Музыка – это не просто сладострастные мелодии и гармонии, навевающие ассоциации, какая у нас хорошая была бабушка и какие она вкусные пекла пирожки. Так, в бедном ассоциативным смысле, музыка работает в киноиндустрии. А музыка Вагнера или Шёнберга требует для освоения времени. Поэтому в разговоре со зрителем будущего каждое твое следующее слово должно быть более точным, ювелирно точным, потому что ты чувствуешь, что первое слово, которое ты произнес, он уже освоил. Искушенный зритель дает тебе возможность к развитию. Бывает, артисты говорят: зачем мне биться головой об стену, публика все равно ничего не понимает. С этого начинается деградация артиста и деградация искусства в целом. А нужно стремиться к взаимопониманию. Разумеется, всё, что я скажу, слушатель воспримет по-своему, то есть все равно неизбежен некий перевод от моего сознания – к сознанию другого, но, когда произойдет абсолютное совпадение, мы услышим ангелов. Хотя, может, такого и не бывает…

С. С. Очень редко.

Т. К. Как бы то ни было, важнее всего для меня – стремиться к тому, чтобы восстановить этот язык коммуникации в искусстве через понимание освоенной информации. Поэтому лаборатория – главный метод нашей работы. А оркестр – это и есть такая лаборатория. То же самое я делаю сейчас в Германии. В Штутгарте и во Фрайбурге.

С. С. То есть ты стремишься к некоей синергии.

Т. К. Концерт – это и есть синергия. Главный посыл тут – не “вы себе сидите, а я спою или сыграю”, а “мое пение, моя музыка не имеет смысла без вашего слуха, вашего восприятия”. Это и есть искусство.

С. С. А какой способ общения с оркестром или с хором во время работы над произведением для тебя предпочтителен – жест, слово или, быть может, интуитивно направляемая энергия?

Т. К. Всё вместе. Это опять о синергии. Интуиция – великая вещь, особенно когда она совпадает с интуицией другого человека. Вся наша цивилизация построена на общем пульсе интуиций разных людей, который впоследствии начинают трактовать как национальные черты.

С. С. А всегда ли ты четко следуешь нотам или в состоянии полного погружения в музыку можешь немного отойти от оригинального текста и внести что-то свое?
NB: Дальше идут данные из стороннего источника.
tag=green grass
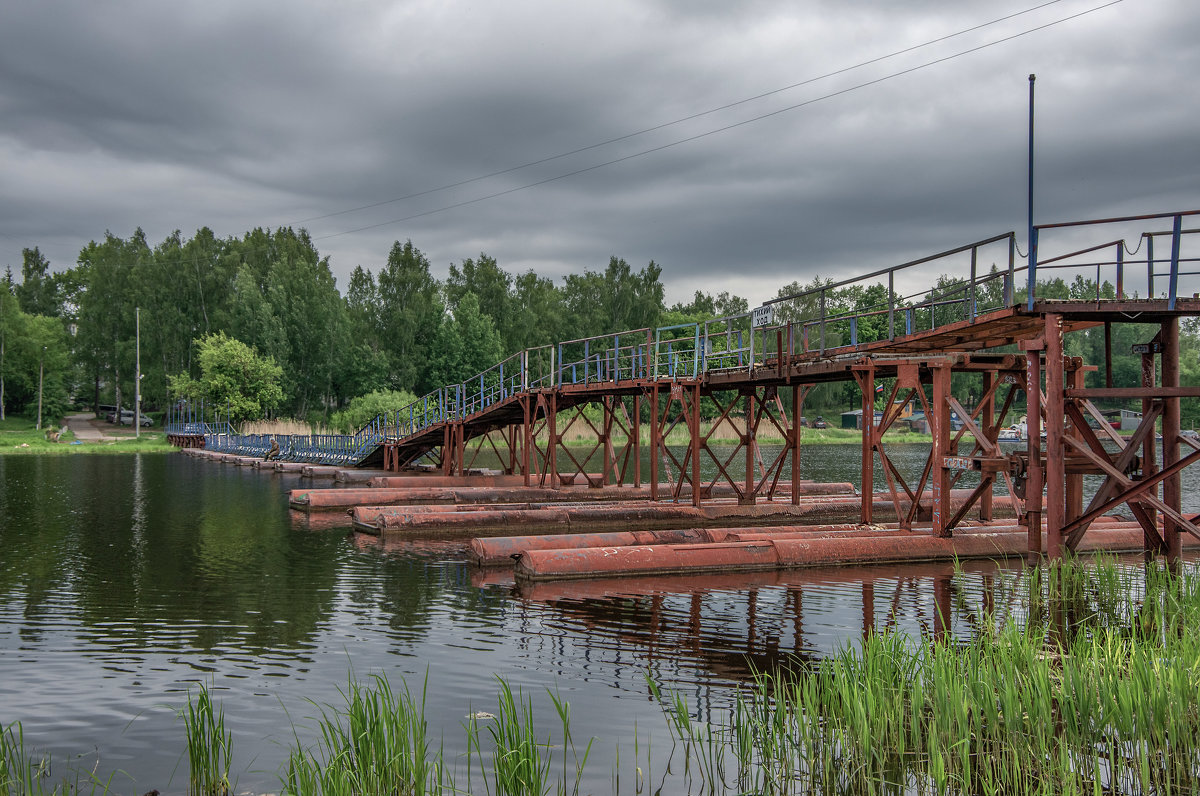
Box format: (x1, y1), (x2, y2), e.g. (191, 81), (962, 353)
(0, 558), (1200, 796)
(0, 417), (174, 456)
(181, 683), (233, 796)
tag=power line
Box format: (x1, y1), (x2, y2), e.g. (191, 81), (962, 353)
(313, 0), (1123, 240)
(298, 0), (1062, 223)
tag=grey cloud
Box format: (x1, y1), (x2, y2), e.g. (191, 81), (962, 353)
(0, 0), (1200, 300)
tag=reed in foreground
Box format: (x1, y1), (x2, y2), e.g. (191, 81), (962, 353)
(182, 683), (233, 796)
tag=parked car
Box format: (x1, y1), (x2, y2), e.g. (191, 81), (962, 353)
(104, 409), (154, 429)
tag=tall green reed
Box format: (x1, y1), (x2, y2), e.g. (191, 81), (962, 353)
(182, 683), (233, 796)
(283, 676), (448, 796)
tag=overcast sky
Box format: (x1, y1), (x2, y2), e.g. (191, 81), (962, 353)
(0, 0), (1200, 305)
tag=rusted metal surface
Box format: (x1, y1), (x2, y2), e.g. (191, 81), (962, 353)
(515, 526), (1190, 581)
(175, 210), (1200, 562)
(350, 490), (1012, 538)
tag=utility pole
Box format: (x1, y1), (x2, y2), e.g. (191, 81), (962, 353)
(133, 307), (142, 439)
(37, 346), (46, 431)
(1027, 74), (1038, 310)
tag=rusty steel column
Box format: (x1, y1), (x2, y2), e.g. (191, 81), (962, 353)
(858, 366), (878, 525)
(542, 387), (559, 489)
(931, 365), (954, 537)
(1162, 318), (1183, 570)
(600, 395), (619, 486)
(650, 384), (662, 501)
(1141, 345), (1162, 559)
(1045, 313), (1067, 559)
(1022, 340), (1045, 563)
(1063, 358), (1084, 522)
(979, 370), (998, 522)
(696, 383), (700, 508)
(863, 580), (875, 641)
(629, 395), (642, 486)
(521, 393), (536, 486)
(787, 384), (806, 505)
(934, 575), (954, 641)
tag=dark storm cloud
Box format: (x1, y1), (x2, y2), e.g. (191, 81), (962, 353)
(0, 0), (1200, 301)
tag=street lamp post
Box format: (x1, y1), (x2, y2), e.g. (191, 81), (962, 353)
(37, 346), (46, 431)
(133, 307), (142, 439)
Т. К. Партитура от композитора – это определенный план действия. Когда ты его реализуешь, ты попадаешь в разные микроклиматы. Есть такие композиторы, как Густав Малер, который пишет всё очень определенно, а есть Брамс, который указывает: форте, но у тромбона одно звучание форте, у скрипки – другое звучание. Но Малер при этом никогда не пишет метроном, он сам дирижер и понимает условность, в которой находится музыкант. Мне кажется, четкость партитуры все-таки важна на первом этапе, а потом ты должен почувствовать вибрации момента и начать дышать материалом, знать, как использовать правильно этот кислород в разных условиях.